Mas dizem que tem a ver com a inclinação da Terra, que permite a reposição dos lençois de água, como se subisse por essa razão o nível freático.. O que eu por muito que raciocine, não consigo explicar! Pois se não tiver a ver directamente com alterações climáticas, não encontro outra explicação científica. Para mim, se é indiferente para onde a Terra se incline, pois o peso é uma força, um vector com um escalar que é a massa e uma direcção que aponta para o centro de massa do planeta (não quiz dizer centro geométrico, propositadamente, pois não têm de coincidir). 

Já o mantimento da qualidade do ar nas cidades, me parece a mim, um esforço colossal, quase utópico. O que há a fazer é apostar nas energias limpas, antes que tenhamos de voltar à era do Carvão assim que se "esgotem" as principais reservas de petróleo.

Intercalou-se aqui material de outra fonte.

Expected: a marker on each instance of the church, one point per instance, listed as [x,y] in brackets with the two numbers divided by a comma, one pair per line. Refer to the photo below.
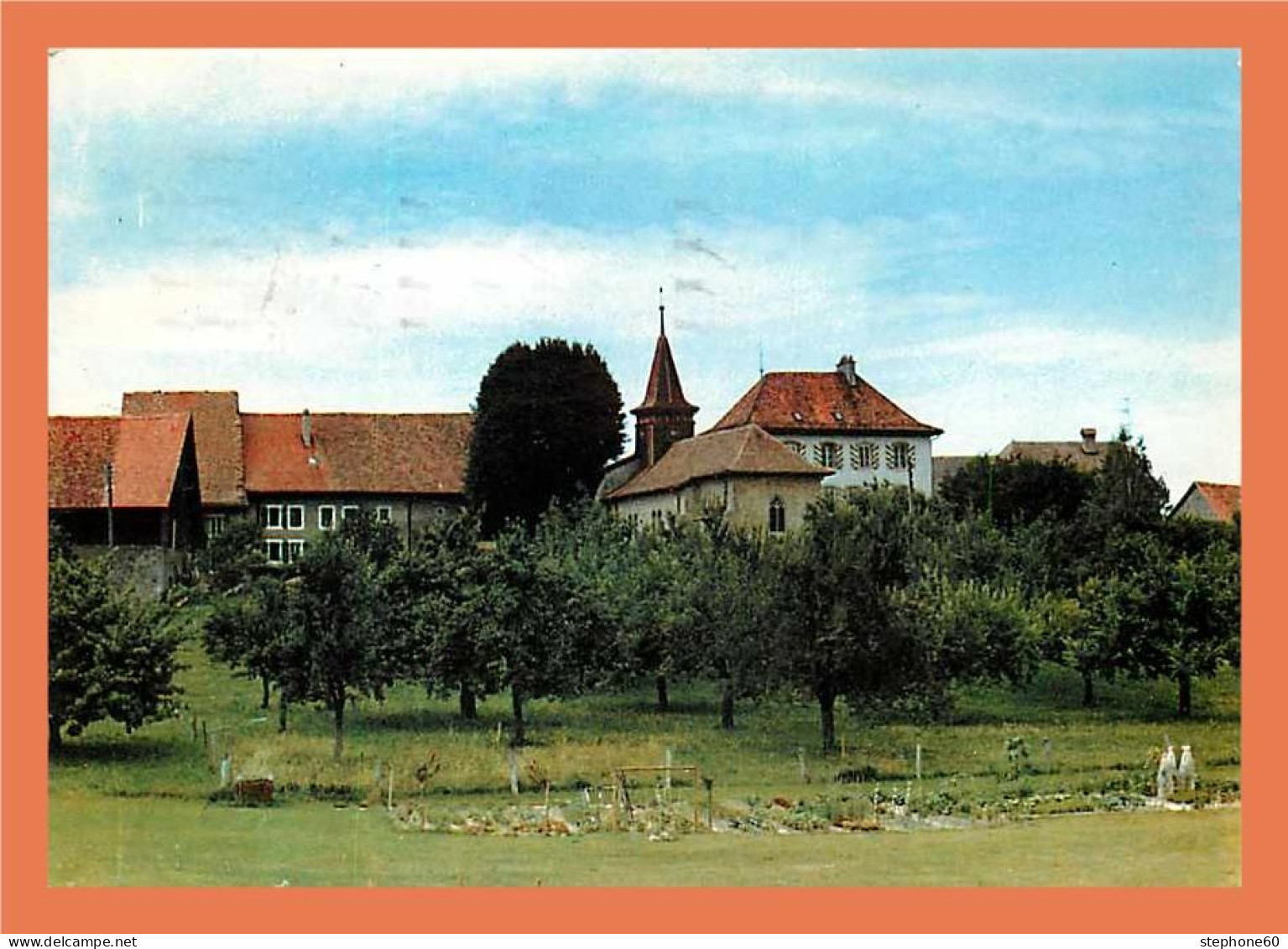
[790,436]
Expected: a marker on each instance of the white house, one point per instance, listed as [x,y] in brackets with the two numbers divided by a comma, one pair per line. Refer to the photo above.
[840,421]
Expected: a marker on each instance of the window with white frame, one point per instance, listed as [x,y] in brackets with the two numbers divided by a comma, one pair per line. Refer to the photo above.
[900,455]
[864,455]
[828,455]
[272,517]
[777,517]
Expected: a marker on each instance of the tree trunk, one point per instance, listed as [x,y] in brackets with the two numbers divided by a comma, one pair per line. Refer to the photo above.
[517,736]
[727,705]
[827,715]
[337,707]
[664,700]
[1088,689]
[469,703]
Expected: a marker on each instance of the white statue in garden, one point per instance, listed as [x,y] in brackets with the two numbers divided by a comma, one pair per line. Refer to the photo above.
[1167,774]
[1185,771]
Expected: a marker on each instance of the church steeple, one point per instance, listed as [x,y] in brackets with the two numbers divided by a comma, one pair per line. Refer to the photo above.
[665,416]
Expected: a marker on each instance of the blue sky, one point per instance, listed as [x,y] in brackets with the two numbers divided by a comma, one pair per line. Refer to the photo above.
[1011,243]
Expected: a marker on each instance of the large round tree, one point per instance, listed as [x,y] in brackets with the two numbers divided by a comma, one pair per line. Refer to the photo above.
[548,419]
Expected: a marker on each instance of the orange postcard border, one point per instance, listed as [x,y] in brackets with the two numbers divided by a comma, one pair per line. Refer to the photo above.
[30,29]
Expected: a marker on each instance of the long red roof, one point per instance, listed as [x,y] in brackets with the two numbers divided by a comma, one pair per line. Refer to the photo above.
[804,402]
[664,388]
[143,451]
[357,452]
[218,433]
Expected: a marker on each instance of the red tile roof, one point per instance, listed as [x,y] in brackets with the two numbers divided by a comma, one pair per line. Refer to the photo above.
[1223,500]
[144,453]
[664,382]
[804,402]
[361,453]
[743,451]
[218,433]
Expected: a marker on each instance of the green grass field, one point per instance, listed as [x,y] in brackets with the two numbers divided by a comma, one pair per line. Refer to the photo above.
[138,811]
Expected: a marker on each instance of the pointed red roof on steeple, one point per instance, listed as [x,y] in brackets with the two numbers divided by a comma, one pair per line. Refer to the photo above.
[664,380]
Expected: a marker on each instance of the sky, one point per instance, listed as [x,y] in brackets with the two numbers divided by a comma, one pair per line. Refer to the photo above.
[1013,243]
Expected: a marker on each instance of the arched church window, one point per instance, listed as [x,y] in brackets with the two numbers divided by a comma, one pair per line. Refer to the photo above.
[900,455]
[828,455]
[864,455]
[777,517]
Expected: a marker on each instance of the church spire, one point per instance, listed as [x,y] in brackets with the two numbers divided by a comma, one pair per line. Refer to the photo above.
[665,416]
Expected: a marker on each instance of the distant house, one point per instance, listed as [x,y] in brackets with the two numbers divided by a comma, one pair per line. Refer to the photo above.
[840,421]
[305,472]
[743,474]
[299,474]
[1208,501]
[125,482]
[763,464]
[1085,455]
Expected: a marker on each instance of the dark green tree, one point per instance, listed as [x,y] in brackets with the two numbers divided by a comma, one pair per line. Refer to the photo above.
[1124,492]
[336,654]
[548,417]
[236,555]
[545,628]
[111,654]
[1202,628]
[253,630]
[442,595]
[961,631]
[835,625]
[1018,491]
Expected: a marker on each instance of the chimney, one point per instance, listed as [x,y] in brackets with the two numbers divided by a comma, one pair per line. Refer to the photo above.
[847,368]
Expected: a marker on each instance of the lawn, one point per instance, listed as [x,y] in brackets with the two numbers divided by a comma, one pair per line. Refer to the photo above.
[138,811]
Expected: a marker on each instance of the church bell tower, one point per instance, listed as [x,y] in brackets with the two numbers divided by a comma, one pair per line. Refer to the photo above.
[664,417]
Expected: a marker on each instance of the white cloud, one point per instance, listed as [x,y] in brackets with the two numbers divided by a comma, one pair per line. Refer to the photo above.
[264,86]
[1045,344]
[335,310]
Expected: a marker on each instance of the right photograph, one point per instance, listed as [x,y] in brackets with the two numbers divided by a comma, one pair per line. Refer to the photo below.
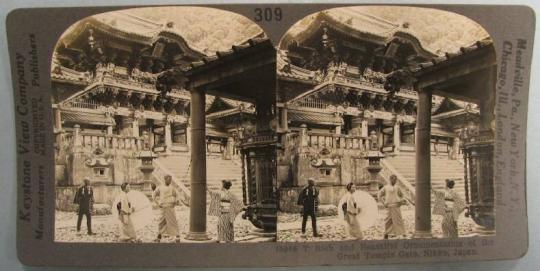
[386,120]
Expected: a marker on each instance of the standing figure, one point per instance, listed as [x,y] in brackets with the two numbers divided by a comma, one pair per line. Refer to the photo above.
[85,199]
[308,198]
[351,209]
[449,204]
[166,198]
[373,141]
[126,228]
[225,206]
[392,198]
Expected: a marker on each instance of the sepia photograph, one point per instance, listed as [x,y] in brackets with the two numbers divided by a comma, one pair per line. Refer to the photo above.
[386,126]
[161,132]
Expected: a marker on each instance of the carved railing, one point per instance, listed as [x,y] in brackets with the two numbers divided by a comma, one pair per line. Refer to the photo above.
[94,140]
[312,103]
[159,173]
[406,187]
[259,139]
[362,81]
[82,103]
[333,141]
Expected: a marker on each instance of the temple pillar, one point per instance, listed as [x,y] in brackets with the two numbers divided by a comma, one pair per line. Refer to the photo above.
[197,203]
[188,134]
[76,135]
[365,129]
[168,135]
[422,206]
[380,136]
[230,148]
[135,127]
[455,148]
[397,135]
[58,125]
[303,136]
[338,130]
[284,122]
[57,119]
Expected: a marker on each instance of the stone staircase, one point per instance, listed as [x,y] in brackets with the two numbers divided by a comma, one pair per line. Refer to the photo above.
[217,169]
[442,168]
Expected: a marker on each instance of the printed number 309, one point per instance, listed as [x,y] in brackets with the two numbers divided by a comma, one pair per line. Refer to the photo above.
[268,14]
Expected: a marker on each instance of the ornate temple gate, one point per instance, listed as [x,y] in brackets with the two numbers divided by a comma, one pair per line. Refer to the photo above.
[230,75]
[469,75]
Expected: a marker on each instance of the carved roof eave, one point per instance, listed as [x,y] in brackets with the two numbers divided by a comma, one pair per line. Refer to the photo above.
[412,75]
[91,87]
[455,113]
[208,62]
[331,23]
[363,88]
[338,26]
[230,112]
[147,40]
[436,63]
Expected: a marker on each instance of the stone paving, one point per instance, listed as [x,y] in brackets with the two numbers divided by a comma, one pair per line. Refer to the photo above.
[105,228]
[332,229]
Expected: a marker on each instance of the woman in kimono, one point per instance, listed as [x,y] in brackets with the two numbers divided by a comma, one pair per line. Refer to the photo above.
[350,212]
[225,206]
[448,204]
[126,228]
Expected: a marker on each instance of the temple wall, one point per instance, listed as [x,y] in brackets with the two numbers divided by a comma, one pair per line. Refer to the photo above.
[297,165]
[103,195]
[123,167]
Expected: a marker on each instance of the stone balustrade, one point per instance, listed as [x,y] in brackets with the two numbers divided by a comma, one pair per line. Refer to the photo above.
[335,141]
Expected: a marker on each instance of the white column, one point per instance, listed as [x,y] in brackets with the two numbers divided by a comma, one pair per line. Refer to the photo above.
[397,135]
[365,132]
[168,135]
[455,146]
[135,127]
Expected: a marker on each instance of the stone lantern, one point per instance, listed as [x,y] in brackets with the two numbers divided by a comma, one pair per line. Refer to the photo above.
[374,168]
[147,164]
[374,156]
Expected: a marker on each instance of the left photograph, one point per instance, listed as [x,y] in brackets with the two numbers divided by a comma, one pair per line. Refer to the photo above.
[163,119]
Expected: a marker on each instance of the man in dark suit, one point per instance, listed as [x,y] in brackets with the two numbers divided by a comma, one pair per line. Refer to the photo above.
[308,198]
[85,199]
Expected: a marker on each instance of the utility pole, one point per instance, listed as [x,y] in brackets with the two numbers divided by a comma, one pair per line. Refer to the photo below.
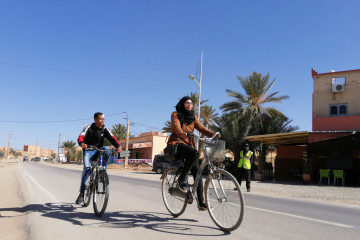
[202,53]
[127,140]
[36,149]
[8,149]
[58,158]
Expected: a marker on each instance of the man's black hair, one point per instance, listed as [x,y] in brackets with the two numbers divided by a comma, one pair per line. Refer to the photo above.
[98,114]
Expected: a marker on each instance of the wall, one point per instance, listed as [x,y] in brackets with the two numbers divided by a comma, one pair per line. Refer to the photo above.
[316,137]
[323,97]
[288,157]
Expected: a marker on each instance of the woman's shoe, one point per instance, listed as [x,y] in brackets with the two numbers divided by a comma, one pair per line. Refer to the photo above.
[202,206]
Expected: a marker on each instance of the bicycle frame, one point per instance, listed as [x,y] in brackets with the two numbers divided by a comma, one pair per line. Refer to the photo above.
[211,172]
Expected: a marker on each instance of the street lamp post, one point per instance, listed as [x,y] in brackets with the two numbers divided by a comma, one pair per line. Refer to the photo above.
[199,84]
[127,140]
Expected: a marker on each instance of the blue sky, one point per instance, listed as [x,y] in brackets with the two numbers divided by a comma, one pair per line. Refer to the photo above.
[65,60]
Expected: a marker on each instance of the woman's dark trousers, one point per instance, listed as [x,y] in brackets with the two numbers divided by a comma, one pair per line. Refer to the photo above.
[191,157]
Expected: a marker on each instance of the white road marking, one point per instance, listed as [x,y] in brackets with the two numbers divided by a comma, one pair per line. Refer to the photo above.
[46,192]
[301,217]
[148,187]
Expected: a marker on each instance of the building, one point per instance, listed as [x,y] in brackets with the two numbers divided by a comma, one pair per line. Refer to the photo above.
[145,146]
[37,151]
[336,105]
[335,122]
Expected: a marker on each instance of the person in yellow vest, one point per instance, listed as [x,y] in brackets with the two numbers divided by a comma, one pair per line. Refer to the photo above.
[244,166]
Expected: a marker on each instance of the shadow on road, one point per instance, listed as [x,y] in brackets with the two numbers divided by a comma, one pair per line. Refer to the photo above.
[160,222]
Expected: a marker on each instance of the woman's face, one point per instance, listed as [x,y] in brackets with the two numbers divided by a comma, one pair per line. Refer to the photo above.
[188,105]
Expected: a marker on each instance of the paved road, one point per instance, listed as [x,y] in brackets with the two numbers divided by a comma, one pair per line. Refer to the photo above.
[136,211]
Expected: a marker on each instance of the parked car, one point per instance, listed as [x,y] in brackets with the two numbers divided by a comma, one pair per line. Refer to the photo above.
[159,164]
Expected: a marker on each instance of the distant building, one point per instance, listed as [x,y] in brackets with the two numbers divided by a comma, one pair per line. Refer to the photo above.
[37,151]
[334,142]
[336,105]
[146,145]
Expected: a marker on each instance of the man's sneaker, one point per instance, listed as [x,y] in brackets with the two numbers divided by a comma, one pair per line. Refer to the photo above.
[80,199]
[202,206]
[182,186]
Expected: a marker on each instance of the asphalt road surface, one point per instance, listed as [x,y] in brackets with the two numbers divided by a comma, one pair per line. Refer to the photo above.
[136,211]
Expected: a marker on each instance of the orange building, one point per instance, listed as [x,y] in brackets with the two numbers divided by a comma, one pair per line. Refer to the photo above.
[145,146]
[37,151]
[336,105]
[334,142]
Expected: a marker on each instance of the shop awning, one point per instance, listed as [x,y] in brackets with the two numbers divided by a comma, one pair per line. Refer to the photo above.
[345,144]
[281,138]
[142,145]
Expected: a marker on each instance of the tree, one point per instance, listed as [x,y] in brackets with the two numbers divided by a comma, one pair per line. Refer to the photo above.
[68,146]
[252,104]
[270,125]
[119,131]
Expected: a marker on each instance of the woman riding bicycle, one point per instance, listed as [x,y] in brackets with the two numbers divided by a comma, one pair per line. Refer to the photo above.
[183,123]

Também o valor limite de 350 ppm de CO2 a partir do qual a natureza perde a capacidade de regeneração a favor da acumulação de CO2, não me parece que deva ser aceite assim como que uma constante universal, para sempre. Pelo contrário, talvez as condições iniciais que levaram ao cálculo deste valor já tenham mudado, dado haver menos floresta, os oceanos estarem mais ácidos e talvez com menor capacidade de absorção! 
Digo-o isto tudo de forma humilde, pois embora não quero por em causa o trabalho de milhares de cientistas que assim calcularam este valor! Mas parece-me lógico que se calculassem hoje este valor limite, provavelmente seria inferior no momento presente.

Não duvido da capacidade de regeneração do planeta, mas a uma escala de tempo que desconhecemos e que pode colocar em causa o nosso bem estar e das gerações vindouras.


----------